How to lower the high cost of medicine

Kahnemann – because our thinking is often limited by the fallacy  - what you see is all there is, and that our confidence in our opinions is determined, not the quality of evidence, but by the coherence of the story we construct in our heads, there is “The illusion of validity”.  Some of our most important beliefs have no evidence.   The coherence of the constructed story tends to parallel our confidence , but not its validity.

An example of this is shown by studies of stock picking skill in which few are able to beat the market for any prolonged period.   Persisting differences in ability are how we confirm skill.  Experts, using the recognition primed decision model, can be reliable in a regular predictable environment that can be learned with practice.  See Gladwell’s book ,”Blink”

Kahnemann then goes on to discuss Paul Meehl, a psychologists from U. of Minnesota.   He wrote a book called Clinical vs. Statistical Prediction: a Theoretical analysis and a Review of the Evidence.  The bottom line is that experts are inferior to algorithms in making predictions.    This is because experts try to be clever and they make summary judgments.  His conclusion is that to maximize predictive accuracy final decisions should be left to formulas.  Kahnemann says, “ Whenever people have enough data to build a model it will better than most people.”

These do not need to be complicated.  Robyn Dawes article “The Robust Beauty of Improper Linear Models in Decision Making” demonstrates that an even weight model of predictors has equal validity to a multiple regression.   Simple examples:  Marital stability= frequency of lovemaking – frequency of quarrels or Virginia Apgar’s newborn assessment scores.

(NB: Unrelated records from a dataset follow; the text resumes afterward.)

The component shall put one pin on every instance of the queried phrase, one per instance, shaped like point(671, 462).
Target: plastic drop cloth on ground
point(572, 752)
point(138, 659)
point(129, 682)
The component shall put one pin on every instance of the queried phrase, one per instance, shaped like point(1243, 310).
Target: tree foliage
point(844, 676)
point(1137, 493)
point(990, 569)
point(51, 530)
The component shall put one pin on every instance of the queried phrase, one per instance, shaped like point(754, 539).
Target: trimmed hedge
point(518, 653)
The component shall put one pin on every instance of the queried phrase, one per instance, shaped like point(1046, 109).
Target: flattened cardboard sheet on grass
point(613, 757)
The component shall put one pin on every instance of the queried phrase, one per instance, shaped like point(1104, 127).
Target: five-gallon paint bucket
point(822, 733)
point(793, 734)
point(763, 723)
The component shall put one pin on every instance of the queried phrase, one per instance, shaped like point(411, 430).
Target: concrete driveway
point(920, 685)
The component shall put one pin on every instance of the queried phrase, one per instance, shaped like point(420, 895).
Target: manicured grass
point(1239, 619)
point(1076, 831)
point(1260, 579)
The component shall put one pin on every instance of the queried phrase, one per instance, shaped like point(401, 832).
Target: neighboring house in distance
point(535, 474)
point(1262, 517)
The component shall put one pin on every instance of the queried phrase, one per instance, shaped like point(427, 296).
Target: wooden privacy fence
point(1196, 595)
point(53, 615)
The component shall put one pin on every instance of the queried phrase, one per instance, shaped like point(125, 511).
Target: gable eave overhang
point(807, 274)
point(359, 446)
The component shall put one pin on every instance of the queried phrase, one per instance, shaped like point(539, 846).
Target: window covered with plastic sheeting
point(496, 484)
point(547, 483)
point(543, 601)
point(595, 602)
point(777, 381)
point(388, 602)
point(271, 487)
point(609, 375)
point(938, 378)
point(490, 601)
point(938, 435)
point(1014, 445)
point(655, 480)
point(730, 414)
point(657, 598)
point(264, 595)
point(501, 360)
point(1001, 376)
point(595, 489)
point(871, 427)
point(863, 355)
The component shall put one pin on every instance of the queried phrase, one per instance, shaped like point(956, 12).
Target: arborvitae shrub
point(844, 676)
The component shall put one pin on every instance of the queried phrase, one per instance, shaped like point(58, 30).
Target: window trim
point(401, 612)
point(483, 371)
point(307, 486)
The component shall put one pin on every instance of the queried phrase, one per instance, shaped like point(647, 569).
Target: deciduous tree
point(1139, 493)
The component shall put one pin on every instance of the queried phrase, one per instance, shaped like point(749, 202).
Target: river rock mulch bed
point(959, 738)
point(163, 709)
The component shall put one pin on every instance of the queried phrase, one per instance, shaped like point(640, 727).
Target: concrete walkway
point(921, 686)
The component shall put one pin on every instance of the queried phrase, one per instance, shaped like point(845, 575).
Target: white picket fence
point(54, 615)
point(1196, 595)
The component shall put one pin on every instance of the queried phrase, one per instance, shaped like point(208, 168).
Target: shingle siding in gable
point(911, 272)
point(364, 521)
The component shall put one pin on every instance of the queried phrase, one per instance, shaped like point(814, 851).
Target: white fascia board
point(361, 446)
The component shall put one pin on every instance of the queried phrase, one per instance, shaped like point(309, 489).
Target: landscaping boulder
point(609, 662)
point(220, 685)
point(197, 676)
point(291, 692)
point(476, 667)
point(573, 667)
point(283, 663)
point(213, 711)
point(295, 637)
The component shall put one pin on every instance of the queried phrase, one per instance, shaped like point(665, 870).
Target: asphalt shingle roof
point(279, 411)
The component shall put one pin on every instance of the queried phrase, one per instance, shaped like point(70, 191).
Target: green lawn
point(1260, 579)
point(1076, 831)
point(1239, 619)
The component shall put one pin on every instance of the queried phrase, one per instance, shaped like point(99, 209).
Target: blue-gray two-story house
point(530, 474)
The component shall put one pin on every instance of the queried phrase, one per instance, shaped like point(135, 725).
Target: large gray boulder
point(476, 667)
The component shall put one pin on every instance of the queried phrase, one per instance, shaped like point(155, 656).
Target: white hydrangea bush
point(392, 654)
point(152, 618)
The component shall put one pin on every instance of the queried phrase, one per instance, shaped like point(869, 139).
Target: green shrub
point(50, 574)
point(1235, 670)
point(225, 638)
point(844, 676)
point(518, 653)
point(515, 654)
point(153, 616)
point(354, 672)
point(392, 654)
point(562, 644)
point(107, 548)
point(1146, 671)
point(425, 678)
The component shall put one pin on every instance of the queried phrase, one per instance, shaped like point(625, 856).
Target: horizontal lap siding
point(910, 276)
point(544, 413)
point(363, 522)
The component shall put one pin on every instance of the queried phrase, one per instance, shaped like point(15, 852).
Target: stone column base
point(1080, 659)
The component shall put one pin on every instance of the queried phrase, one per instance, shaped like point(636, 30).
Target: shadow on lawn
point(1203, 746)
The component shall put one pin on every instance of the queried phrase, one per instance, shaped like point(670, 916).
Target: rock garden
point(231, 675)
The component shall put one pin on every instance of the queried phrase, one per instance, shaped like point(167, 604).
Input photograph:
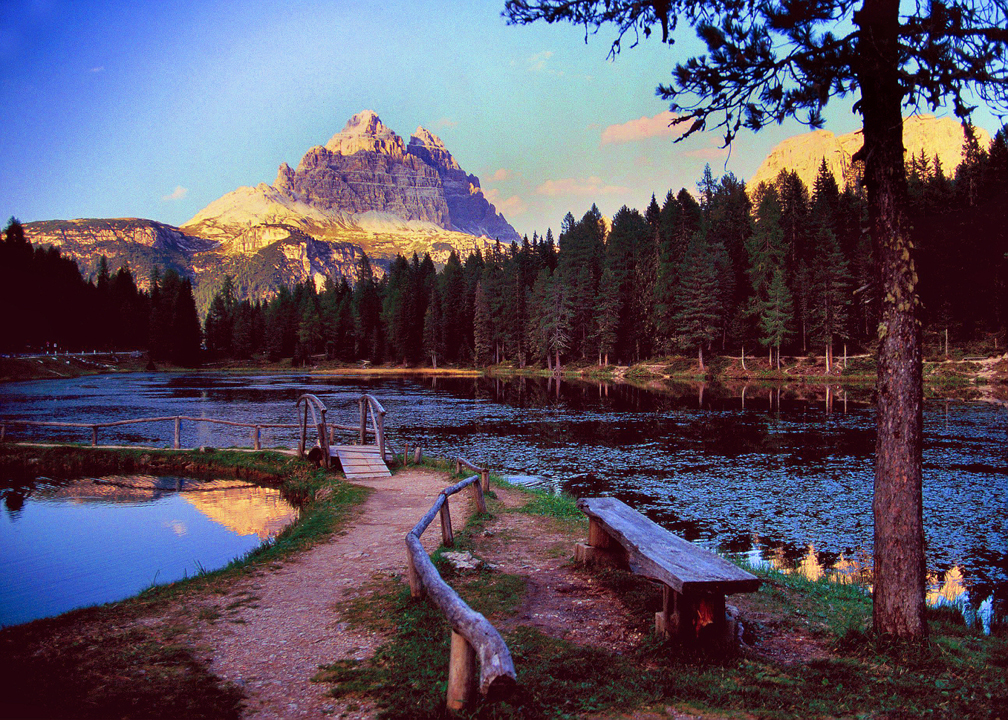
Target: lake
point(68, 545)
point(781, 467)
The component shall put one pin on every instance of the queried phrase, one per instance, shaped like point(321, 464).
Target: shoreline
point(971, 378)
point(211, 646)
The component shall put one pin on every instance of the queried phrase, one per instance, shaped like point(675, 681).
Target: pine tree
point(775, 313)
point(607, 314)
point(433, 329)
point(832, 281)
point(698, 298)
point(482, 330)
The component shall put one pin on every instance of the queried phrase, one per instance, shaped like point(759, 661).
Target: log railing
point(461, 463)
point(472, 634)
point(377, 411)
point(326, 430)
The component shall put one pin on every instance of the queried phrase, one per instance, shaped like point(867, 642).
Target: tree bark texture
point(898, 596)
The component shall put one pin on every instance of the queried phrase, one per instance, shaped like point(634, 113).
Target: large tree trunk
point(899, 538)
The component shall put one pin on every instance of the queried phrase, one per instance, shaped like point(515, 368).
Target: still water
point(790, 467)
point(70, 545)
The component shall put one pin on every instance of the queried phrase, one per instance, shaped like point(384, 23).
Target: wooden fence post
point(381, 434)
point(481, 501)
point(447, 538)
point(461, 674)
point(364, 420)
point(304, 432)
point(324, 444)
point(415, 587)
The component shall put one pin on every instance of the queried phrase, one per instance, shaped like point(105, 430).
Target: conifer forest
point(781, 268)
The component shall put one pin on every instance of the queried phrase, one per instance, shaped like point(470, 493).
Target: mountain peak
point(429, 148)
point(803, 153)
point(366, 131)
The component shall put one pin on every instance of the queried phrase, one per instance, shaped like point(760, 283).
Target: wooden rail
point(326, 430)
point(472, 634)
point(460, 463)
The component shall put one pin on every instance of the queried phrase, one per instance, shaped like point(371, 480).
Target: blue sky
point(154, 110)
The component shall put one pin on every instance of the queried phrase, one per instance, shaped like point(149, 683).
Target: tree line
point(779, 268)
point(48, 306)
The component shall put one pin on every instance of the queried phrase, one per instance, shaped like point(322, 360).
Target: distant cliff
point(364, 192)
point(803, 153)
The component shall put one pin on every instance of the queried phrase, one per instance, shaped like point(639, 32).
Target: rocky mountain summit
point(803, 153)
point(365, 191)
point(364, 177)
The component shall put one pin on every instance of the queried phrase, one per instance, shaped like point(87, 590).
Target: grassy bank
point(113, 661)
point(808, 652)
point(959, 375)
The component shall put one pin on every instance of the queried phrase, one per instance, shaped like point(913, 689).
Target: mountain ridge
point(365, 191)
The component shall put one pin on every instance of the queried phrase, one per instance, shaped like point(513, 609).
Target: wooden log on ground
point(461, 674)
point(497, 676)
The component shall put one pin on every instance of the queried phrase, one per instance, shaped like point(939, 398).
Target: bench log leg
point(691, 619)
point(601, 549)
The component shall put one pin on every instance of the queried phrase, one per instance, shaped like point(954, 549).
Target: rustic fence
point(369, 405)
point(472, 634)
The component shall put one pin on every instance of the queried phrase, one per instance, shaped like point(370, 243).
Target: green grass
point(103, 662)
point(956, 674)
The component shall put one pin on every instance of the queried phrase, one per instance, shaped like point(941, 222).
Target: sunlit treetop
point(767, 61)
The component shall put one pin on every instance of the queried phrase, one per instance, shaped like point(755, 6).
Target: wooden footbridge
point(363, 459)
point(357, 461)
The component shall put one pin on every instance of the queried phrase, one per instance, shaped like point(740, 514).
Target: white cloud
point(177, 194)
point(708, 153)
point(537, 63)
point(640, 129)
point(573, 187)
point(508, 207)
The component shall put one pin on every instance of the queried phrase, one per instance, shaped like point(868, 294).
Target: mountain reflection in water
point(712, 463)
point(71, 545)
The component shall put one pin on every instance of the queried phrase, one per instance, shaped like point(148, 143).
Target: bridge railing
point(326, 430)
point(472, 634)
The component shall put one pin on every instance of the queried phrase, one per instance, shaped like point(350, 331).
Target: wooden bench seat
point(695, 581)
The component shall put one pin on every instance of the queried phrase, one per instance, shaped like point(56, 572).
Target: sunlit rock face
point(363, 192)
point(804, 153)
point(470, 211)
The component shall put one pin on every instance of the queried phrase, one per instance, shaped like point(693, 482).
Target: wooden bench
point(695, 581)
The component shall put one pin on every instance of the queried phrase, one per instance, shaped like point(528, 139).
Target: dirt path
point(272, 630)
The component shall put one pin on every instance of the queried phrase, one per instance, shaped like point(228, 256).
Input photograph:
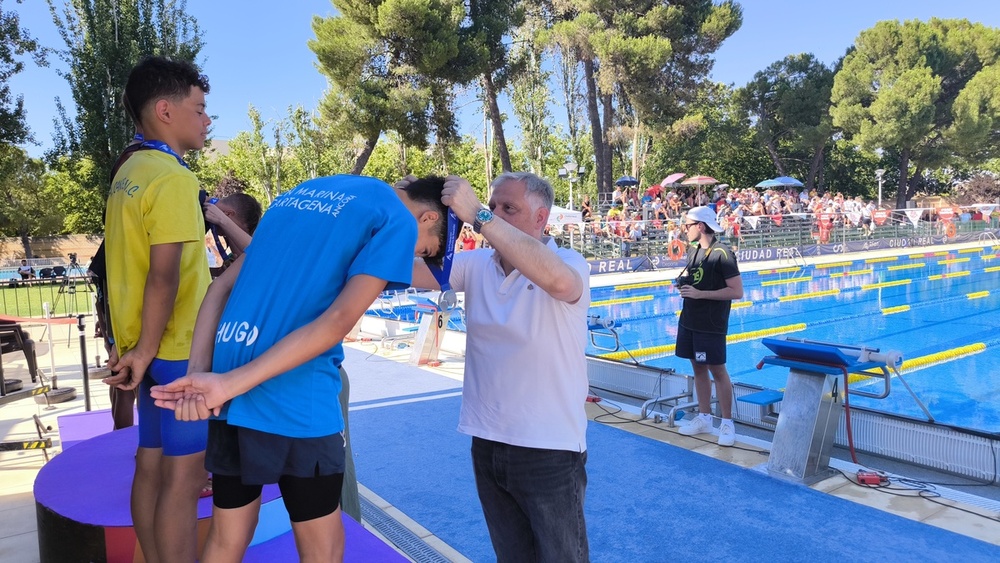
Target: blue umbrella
point(788, 181)
point(626, 181)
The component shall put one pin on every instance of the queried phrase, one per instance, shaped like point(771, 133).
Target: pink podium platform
point(82, 504)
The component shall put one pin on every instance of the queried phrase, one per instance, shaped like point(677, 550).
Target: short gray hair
point(534, 185)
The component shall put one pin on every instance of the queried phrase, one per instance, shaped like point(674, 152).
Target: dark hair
point(427, 190)
point(158, 77)
point(247, 208)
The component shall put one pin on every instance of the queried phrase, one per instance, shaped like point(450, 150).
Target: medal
point(448, 298)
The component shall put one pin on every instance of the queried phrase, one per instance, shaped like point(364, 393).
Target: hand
point(213, 214)
point(690, 292)
point(131, 369)
point(402, 183)
point(196, 396)
point(460, 197)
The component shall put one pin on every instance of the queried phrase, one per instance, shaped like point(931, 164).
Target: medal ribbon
point(443, 273)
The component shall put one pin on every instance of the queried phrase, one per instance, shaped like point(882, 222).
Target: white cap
point(705, 215)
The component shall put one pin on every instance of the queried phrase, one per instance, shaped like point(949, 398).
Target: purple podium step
point(82, 504)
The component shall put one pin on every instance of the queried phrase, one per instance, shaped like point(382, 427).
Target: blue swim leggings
point(157, 427)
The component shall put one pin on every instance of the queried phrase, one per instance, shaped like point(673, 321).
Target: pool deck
point(18, 529)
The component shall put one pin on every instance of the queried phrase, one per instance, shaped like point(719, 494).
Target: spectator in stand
point(25, 271)
point(708, 284)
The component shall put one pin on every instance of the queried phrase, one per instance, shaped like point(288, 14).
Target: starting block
point(430, 331)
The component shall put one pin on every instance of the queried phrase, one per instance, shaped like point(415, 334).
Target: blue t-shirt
point(330, 229)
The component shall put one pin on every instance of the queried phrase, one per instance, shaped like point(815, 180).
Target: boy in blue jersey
point(266, 354)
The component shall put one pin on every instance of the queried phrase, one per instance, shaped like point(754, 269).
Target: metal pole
point(83, 361)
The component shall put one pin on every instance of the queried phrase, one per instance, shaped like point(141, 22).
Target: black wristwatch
point(483, 216)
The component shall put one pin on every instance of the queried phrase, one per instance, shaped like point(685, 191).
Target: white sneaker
point(727, 434)
point(697, 425)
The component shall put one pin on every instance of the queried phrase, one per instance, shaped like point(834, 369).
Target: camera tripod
point(74, 272)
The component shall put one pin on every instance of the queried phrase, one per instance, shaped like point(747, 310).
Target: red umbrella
point(671, 179)
point(699, 181)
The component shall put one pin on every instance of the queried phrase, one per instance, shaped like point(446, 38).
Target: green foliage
point(713, 139)
point(82, 207)
point(25, 209)
point(789, 103)
point(926, 89)
point(386, 62)
point(14, 44)
point(104, 39)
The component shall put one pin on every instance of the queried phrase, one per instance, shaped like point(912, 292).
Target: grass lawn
point(67, 299)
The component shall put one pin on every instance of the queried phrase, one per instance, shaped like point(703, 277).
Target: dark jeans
point(533, 501)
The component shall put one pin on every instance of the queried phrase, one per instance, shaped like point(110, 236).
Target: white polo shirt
point(525, 364)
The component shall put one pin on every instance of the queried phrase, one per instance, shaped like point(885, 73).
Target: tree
point(25, 209)
point(104, 39)
point(789, 103)
point(530, 100)
point(487, 56)
point(915, 87)
point(14, 43)
point(714, 136)
point(652, 55)
point(385, 61)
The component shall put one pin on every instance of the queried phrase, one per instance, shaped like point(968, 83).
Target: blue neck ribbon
point(159, 146)
point(443, 273)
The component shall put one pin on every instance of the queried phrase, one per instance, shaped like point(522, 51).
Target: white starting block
point(810, 414)
point(430, 331)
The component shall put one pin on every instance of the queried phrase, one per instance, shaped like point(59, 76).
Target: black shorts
point(701, 347)
point(260, 458)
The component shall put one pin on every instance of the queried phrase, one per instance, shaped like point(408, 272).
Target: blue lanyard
point(159, 146)
point(443, 274)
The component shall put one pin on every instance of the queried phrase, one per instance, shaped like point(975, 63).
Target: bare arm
point(732, 291)
point(237, 238)
point(528, 255)
point(422, 276)
point(196, 395)
point(534, 260)
point(203, 340)
point(162, 282)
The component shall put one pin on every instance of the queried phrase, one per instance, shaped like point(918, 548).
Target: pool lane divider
point(785, 282)
point(621, 301)
point(641, 285)
point(810, 295)
point(833, 265)
point(881, 285)
point(894, 310)
point(949, 275)
point(907, 267)
point(667, 349)
point(780, 270)
point(853, 273)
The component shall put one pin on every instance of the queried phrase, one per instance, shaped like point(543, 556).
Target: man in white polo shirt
point(526, 303)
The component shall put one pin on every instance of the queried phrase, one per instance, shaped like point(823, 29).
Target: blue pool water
point(939, 306)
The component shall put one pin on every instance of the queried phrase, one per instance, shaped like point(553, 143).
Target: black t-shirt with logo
point(709, 269)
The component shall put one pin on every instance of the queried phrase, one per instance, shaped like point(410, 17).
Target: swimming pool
point(940, 309)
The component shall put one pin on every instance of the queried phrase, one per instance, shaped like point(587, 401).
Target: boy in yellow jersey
point(158, 276)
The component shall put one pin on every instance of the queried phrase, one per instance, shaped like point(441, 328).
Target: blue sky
point(256, 51)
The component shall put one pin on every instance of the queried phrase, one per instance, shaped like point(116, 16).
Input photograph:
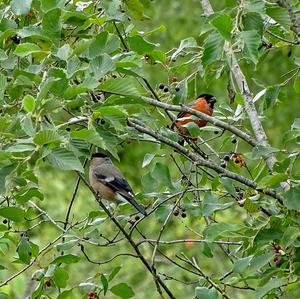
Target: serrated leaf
point(189, 42)
point(104, 283)
point(223, 23)
point(66, 259)
point(101, 65)
point(12, 213)
point(251, 40)
point(272, 180)
point(60, 277)
point(206, 293)
point(46, 137)
point(3, 83)
point(147, 159)
point(65, 160)
point(136, 8)
point(280, 15)
point(292, 199)
point(139, 45)
point(25, 49)
point(51, 23)
point(122, 86)
point(89, 135)
point(103, 44)
point(114, 272)
point(273, 283)
point(21, 7)
point(28, 103)
point(213, 48)
point(122, 290)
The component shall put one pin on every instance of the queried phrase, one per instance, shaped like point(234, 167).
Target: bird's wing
point(118, 184)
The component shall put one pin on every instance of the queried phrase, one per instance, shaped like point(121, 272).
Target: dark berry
point(176, 212)
point(226, 158)
point(16, 39)
point(223, 164)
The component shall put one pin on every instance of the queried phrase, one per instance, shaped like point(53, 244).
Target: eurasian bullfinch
point(109, 182)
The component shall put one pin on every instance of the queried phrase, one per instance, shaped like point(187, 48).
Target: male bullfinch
point(109, 182)
point(204, 103)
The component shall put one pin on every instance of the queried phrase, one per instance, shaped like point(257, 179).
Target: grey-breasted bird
point(109, 182)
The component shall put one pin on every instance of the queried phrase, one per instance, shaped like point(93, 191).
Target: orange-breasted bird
point(203, 103)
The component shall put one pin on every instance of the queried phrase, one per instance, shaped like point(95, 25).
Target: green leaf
point(206, 293)
point(215, 230)
point(51, 23)
point(27, 250)
point(21, 7)
point(262, 151)
point(89, 135)
point(223, 23)
point(122, 86)
point(273, 283)
point(103, 44)
point(213, 48)
point(136, 8)
point(114, 272)
point(139, 45)
point(66, 259)
point(228, 184)
point(122, 290)
point(60, 277)
point(66, 245)
point(189, 42)
point(161, 174)
point(253, 21)
point(29, 194)
point(292, 199)
point(28, 103)
point(242, 264)
point(296, 124)
point(101, 65)
point(104, 283)
point(272, 180)
point(297, 84)
point(47, 5)
point(46, 137)
point(147, 159)
point(12, 213)
point(267, 235)
point(3, 83)
point(65, 160)
point(25, 49)
point(280, 15)
point(271, 95)
point(251, 40)
point(4, 172)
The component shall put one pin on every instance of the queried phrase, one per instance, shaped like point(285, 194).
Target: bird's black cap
point(98, 155)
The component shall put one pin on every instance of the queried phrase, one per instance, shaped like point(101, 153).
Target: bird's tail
point(132, 201)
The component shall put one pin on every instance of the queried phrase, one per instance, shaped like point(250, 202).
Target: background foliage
point(76, 76)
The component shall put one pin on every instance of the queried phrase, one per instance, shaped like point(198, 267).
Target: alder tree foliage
point(223, 211)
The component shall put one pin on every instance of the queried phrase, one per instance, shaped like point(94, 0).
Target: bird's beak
point(213, 100)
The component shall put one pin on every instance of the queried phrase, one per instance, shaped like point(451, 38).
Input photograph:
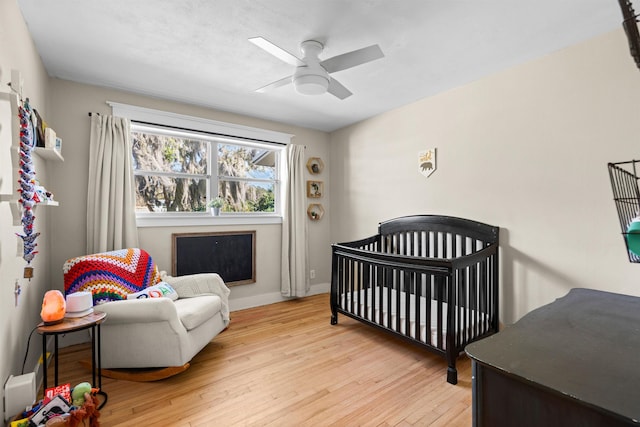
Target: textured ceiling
point(196, 51)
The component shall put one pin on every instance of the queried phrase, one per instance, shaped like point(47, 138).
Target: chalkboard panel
point(230, 254)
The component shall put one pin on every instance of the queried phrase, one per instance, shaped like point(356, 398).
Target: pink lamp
point(53, 307)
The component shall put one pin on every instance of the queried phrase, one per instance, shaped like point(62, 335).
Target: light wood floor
point(285, 365)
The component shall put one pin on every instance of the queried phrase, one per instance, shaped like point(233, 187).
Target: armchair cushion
point(196, 285)
point(194, 312)
point(162, 289)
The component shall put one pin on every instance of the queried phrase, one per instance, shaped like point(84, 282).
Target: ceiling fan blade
point(336, 89)
point(276, 51)
point(351, 59)
point(277, 83)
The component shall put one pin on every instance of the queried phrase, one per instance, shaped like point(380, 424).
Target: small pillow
point(162, 289)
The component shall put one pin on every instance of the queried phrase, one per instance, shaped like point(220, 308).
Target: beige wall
point(527, 150)
point(73, 102)
point(16, 321)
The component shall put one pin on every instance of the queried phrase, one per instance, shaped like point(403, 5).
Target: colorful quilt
point(110, 276)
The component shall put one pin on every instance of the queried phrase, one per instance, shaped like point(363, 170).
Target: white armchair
point(149, 332)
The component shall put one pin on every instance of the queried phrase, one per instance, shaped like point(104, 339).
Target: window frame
point(222, 133)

In his E-myth, Book Gerber discusses the franchise prototype rules, which are: 1. The prototype will provide value.  Using algorithms in medicine will lead to the best possible result.  Even if the algorithm is just equal to the expert, the algorithm is less costly.  2. People with the lowest possible level of skill will operate the model.  If expertise is only used where it adds value this will lead to significant cost savings.  3. The model creates order.  4. The model is documented in a manual.  5. The model provides predictable service. 6.  The model utilizes a uniform color and dress and facilities code. 



Anesthesia is an area where much of this has been adopted.  The field has been protocolled and now nurse anesthetists are used.   The future is evidence based diagnosis and treatment protocols by less skilled practitioners with proper tools and training.   Highly skilled people will be needed to make the algorithms and monitor outcomes.